L'imprenditore antiracket che ha rifiutato di essere una vittimaL'imprenditore antiracket che ha rifiutato di essere una vittima

"Io non pago. La stra-ordinaria storia di Gianluca Maria Calì" non è solo la storia di un imprenditore che ha detto no al pizzo, ma un'analisi delle implicazioni che ha il trauma di conoscere la mafia. Il libro (Ipoc edizioni, 15 euro), scritto da due psicologi clinici, Antonino Giorgi e Francesca Calandra, è il risultato dei 20 anni di studi sugli effetti devastanti della vittimizzazione, ossia dell'essere trasformati in vittima. E dell'esistere solo in quanto tale.

Gianluca Maria Calì, il protagonista di "Io non pago", ha detto no anche a questo e ha affermato la sua vita al di fuori dell'incontro con la mafia. "I tempi sono finalmente cambiati – commenta Gianluca Maria Calì – ormai non siamo più noi a dover avere paura dei 5 mila mafiosi in Sicilia, perché di tanti si parla, ma viceversa". Il libro è stato presentato oggi, 14 luglio, al Senato.

L'imprenditore possiede due autosaloni, uno a Milano e uno ad Altavilla Milicia, vicino a Palermo. Nel 2011 gli affari non vanno per niente male: il giro d'affari è di 24 milioni di euro. Poi, la notte tra il 3 e il 4 aprile un attentato incendiario distrugge il suo negozio, allora a Casteldaccia. La colpa di Calì era essersi rifiutato di pagare il pizzo. Due anni dopo le visite si ripropongono: di nuovo intimidazioni, di nuovo minacce. "Ancora oggi ci sono episodi inquietanti, sia a Milano che in Sicilia, prontamente denunciati – prosegue – ma nulla mi toglie la fiducia nella magistratura e nelle forze dell'ordine".

Il ricordo di Gianluca Maria Calì è nitido. Ricorda i minuti in cui il clan i Bagheria è entrato nella sua vita. La sua reazione a quell'evento devastante è stata una miscela di follia e coraggio. Fuori dal suo autosalone ha appeso un cartello con scritto "Appello alla cittadinanza per non morire". Invece che chiudersi in sé, Gianluca Maria Calì ha chiesto agli altri di aiutarlo. La sua storia a quel punto rimbalza sui giornali: esce dall'ombra, in tutta la sua umanità. Oggi, raccontano gli autori, "nulla sembra poter fermare l'imprenditore antiracket". L'impegno sociale diventa un nuovo strumento per affermarsi, per uscire dall'etichetta di vittima e reagire. E lo stesso dovremmo fare tutti, secondo Giorgi e Calandra: "Vittima di mafia – scrivono – è l'intero popolo italiano, che vede distrutte dalla mafia molte delle sue possibilità di sviluppo civile".

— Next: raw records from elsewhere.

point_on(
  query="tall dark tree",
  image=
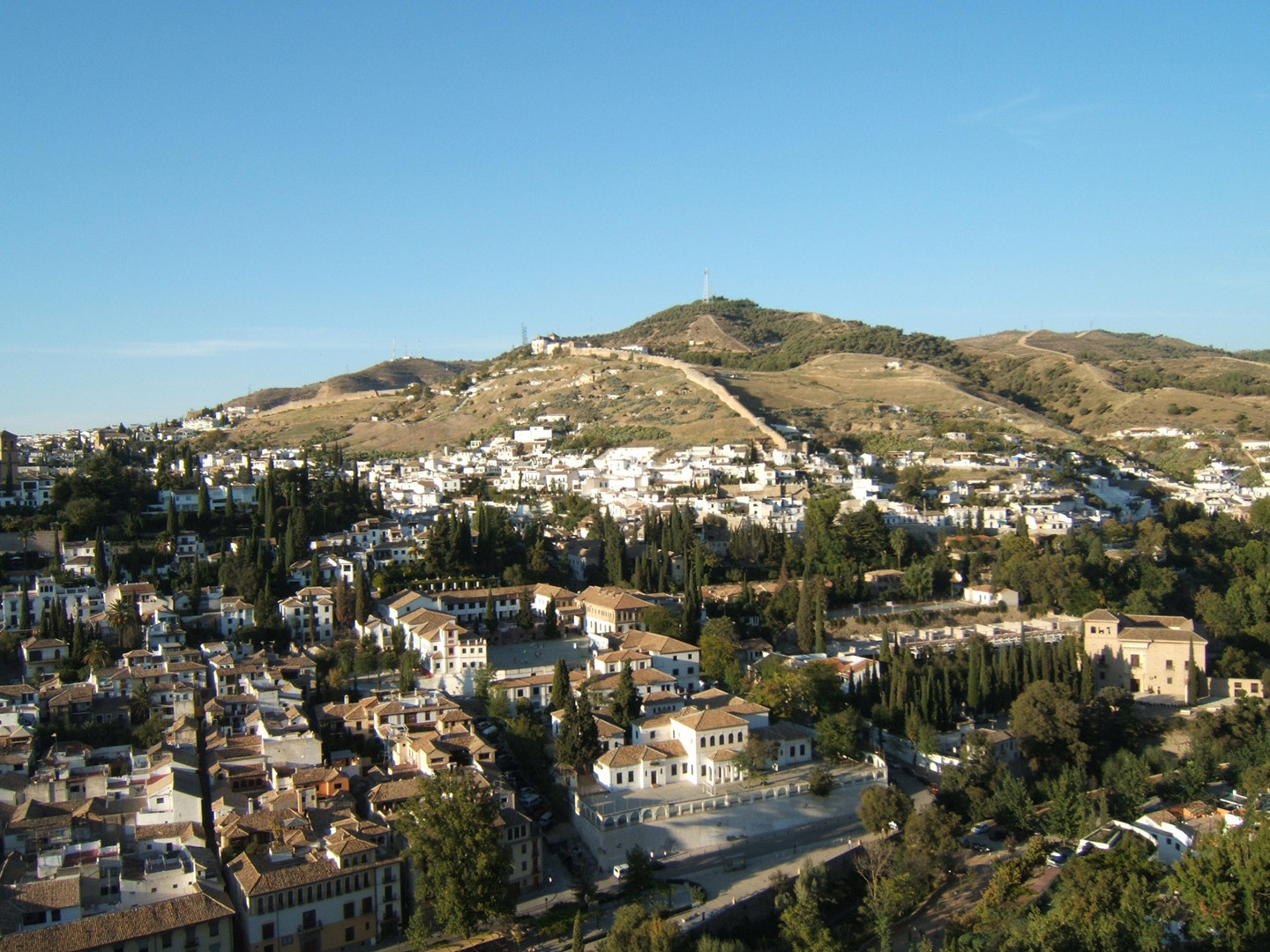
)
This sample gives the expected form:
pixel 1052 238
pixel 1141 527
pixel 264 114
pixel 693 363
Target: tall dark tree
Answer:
pixel 100 569
pixel 560 691
pixel 625 704
pixel 551 622
pixel 456 847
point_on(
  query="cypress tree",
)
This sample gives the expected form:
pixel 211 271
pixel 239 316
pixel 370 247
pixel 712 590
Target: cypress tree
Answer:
pixel 362 594
pixel 973 678
pixel 560 692
pixel 588 733
pixel 100 569
pixel 625 704
pixel 490 612
pixel 551 622
pixel 804 622
pixel 525 614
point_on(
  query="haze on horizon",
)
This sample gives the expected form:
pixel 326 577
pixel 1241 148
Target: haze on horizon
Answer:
pixel 206 199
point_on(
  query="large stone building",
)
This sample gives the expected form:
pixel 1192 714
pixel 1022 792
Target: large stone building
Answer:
pixel 1147 654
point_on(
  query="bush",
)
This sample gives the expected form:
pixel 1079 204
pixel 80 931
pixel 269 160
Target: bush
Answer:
pixel 820 781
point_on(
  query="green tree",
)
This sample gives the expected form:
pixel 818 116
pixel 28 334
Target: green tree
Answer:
pixel 1012 805
pixel 551 622
pixel 525 612
pixel 837 736
pixel 719 654
pixel 625 704
pixel 1125 776
pixel 1047 721
pixel 804 621
pixel 900 545
pixel 490 612
pixel 100 568
pixel 560 689
pixel 883 809
pixel 803 926
pixel 1070 807
pixel 1224 883
pixel 1106 902
pixel 455 843
pixel 637 929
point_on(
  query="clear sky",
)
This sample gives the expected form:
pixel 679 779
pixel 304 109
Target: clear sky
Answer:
pixel 197 199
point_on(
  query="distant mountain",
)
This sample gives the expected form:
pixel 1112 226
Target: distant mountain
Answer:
pixel 390 375
pixel 741 334
pixel 841 383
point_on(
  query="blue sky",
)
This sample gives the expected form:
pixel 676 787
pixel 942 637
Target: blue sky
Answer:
pixel 197 199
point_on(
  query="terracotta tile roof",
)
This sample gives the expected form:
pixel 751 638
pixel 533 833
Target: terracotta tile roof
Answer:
pixel 615 599
pixel 709 720
pixel 111 929
pixel 634 755
pixel 655 643
pixel 60 893
pixel 342 843
pixel 161 830
pixel 395 791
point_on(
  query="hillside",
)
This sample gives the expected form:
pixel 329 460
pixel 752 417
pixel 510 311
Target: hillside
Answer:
pixel 842 383
pixel 389 375
pixel 741 334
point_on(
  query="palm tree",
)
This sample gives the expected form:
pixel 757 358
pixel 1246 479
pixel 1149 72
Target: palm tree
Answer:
pixel 97 655
pixel 124 617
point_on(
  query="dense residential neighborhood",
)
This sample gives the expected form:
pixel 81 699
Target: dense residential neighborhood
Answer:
pixel 254 700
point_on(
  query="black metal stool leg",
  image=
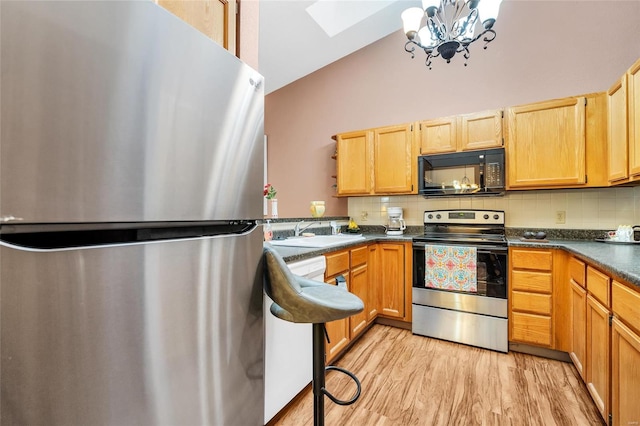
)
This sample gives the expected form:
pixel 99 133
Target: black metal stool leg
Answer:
pixel 318 374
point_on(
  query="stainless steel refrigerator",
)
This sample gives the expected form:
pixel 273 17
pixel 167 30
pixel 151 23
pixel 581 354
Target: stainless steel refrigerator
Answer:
pixel 131 167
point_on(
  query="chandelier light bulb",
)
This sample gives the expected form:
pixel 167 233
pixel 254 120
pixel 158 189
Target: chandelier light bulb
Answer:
pixel 411 21
pixel 449 26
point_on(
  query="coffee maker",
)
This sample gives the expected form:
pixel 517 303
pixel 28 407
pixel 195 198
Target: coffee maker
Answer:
pixel 395 225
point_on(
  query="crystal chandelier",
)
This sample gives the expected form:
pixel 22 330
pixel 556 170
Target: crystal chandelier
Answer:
pixel 450 26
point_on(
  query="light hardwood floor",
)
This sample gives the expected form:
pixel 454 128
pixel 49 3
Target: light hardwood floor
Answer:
pixel 415 380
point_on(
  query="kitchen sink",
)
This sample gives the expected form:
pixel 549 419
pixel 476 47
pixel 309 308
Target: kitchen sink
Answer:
pixel 318 241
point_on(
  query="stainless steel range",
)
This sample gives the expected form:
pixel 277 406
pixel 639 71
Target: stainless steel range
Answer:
pixel 460 278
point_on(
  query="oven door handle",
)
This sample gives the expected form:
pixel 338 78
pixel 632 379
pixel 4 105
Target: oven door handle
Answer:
pixel 480 249
pixel 492 250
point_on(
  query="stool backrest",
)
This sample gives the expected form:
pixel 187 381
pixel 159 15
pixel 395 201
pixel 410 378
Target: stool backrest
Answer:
pixel 280 284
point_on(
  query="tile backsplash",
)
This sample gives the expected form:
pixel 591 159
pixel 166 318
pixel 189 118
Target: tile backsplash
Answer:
pixel 602 208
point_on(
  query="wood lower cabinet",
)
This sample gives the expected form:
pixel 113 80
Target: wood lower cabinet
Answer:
pixel 337 331
pixel 625 354
pixel 391 270
pixel 373 307
pixel 359 285
pixel 531 296
pixel 214 18
pixel 625 374
pixel 597 354
pixel 578 326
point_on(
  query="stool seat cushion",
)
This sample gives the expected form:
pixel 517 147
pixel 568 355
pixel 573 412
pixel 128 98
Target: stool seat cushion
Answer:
pixel 297 299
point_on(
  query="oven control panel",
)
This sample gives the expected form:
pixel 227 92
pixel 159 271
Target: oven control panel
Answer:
pixel 465 217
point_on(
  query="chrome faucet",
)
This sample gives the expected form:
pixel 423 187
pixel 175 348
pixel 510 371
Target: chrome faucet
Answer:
pixel 298 229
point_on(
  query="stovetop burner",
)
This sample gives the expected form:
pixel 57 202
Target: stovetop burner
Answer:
pixel 464 226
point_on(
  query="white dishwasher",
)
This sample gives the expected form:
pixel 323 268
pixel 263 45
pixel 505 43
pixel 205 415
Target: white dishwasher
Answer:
pixel 288 347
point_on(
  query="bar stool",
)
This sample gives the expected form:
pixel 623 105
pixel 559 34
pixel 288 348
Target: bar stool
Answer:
pixel 300 300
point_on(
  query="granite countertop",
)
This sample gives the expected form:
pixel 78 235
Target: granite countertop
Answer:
pixel 292 254
pixel 620 261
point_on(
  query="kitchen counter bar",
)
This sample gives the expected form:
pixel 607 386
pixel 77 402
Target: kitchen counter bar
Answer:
pixel 292 254
pixel 622 261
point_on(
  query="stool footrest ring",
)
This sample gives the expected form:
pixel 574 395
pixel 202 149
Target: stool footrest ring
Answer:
pixel 353 377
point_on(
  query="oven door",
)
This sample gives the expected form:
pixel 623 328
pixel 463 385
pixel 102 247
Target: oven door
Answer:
pixel 478 318
pixel 491 270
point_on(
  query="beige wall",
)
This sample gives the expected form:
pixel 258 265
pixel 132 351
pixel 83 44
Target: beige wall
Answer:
pixel 380 85
pixel 585 209
pixel 248 41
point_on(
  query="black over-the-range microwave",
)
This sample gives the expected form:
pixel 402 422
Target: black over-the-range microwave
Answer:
pixel 462 173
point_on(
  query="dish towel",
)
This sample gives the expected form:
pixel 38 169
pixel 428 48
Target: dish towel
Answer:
pixel 451 268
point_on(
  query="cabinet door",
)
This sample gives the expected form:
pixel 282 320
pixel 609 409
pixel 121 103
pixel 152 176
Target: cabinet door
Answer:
pixel 546 144
pixel 392 160
pixel 214 18
pixel 633 94
pixel 338 331
pixel 354 163
pixel 391 273
pixel 374 283
pixel 438 136
pixel 625 375
pixel 578 326
pixel 597 359
pixel 617 124
pixel 480 130
pixel 359 287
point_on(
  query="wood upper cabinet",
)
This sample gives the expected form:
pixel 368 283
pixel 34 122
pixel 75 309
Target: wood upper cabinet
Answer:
pixel 597 354
pixel 438 136
pixel 355 157
pixel 393 165
pixel 633 94
pixel 466 132
pixel 376 161
pixel 480 130
pixel 618 128
pixel 214 18
pixel 545 144
pixel 391 270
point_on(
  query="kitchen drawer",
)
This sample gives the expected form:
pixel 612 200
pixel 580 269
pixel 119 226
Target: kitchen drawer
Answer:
pixel 531 328
pixel 531 302
pixel 359 256
pixel 540 282
pixel 626 305
pixel 577 271
pixel 598 284
pixel 531 259
pixel 337 262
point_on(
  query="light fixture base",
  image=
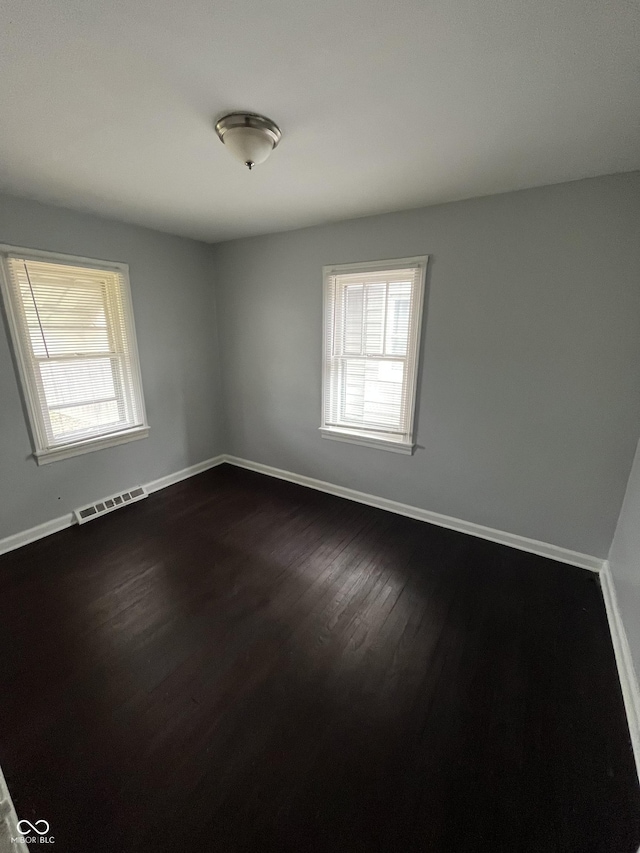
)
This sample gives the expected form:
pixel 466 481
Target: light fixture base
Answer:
pixel 252 122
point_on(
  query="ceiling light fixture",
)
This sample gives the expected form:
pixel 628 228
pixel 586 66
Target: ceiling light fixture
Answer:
pixel 248 136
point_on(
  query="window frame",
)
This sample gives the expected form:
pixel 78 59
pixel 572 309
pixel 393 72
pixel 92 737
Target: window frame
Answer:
pixel 42 452
pixel 373 438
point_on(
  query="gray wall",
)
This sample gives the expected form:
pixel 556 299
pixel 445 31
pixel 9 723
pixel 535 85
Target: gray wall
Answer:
pixel 624 560
pixel 529 395
pixel 174 307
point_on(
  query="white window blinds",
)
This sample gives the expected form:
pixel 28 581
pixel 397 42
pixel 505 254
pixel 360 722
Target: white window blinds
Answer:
pixel 371 339
pixel 73 332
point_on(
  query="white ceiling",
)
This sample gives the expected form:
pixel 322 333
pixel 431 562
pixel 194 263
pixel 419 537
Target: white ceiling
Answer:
pixel 108 105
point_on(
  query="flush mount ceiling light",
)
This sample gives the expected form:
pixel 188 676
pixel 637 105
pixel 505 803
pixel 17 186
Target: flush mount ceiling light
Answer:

Per i malati di mafia l'unica cura è la reazione. Ma chi non ha gli strumenti, va preso in carico, va seguito per uscire dal suo ruolo di vittima. "Sia la macchina burocratica che quella parte dello Stato che si occupa del contrasto attivo alle mafie sono chiamate a intervenire sullo sviluppo di modelli di intervento che partano dal basso, per misurarsi con chi la mafia deve realmente affrontarla a pugni stretti, tutte le mattine, quando apre gli occhi". Il libro così esce da una diagnosi individuale e diventa il libro di tutte le vittime costrette a restare in questo ruolo.

La regione Lombardia si è dotata di una legge antimafia all'avanguardia, che permette alle istituzioni di dotarsi di operatori per il sostegno psicologico delle vittime. Ma ancora manca l'ultimo miglio perché la legge prenda realmente corpo. Questo è un fronte dell'antimafia ancora poco esplorato: eppure proprio la potenza dell'immaginario di Cosa Nostra, ndrangheta e camorra provoca un'aggiunta di dolore nelle vittime. "Il modello che vogliamo portare avanti – commenta uno degli autori, Antonino Giorgi – prevede che l'intervento psicologico sia immediato, accanto a quello legale". L'unico strumento che renderà "non lasciamo soli" non solo uno slogan.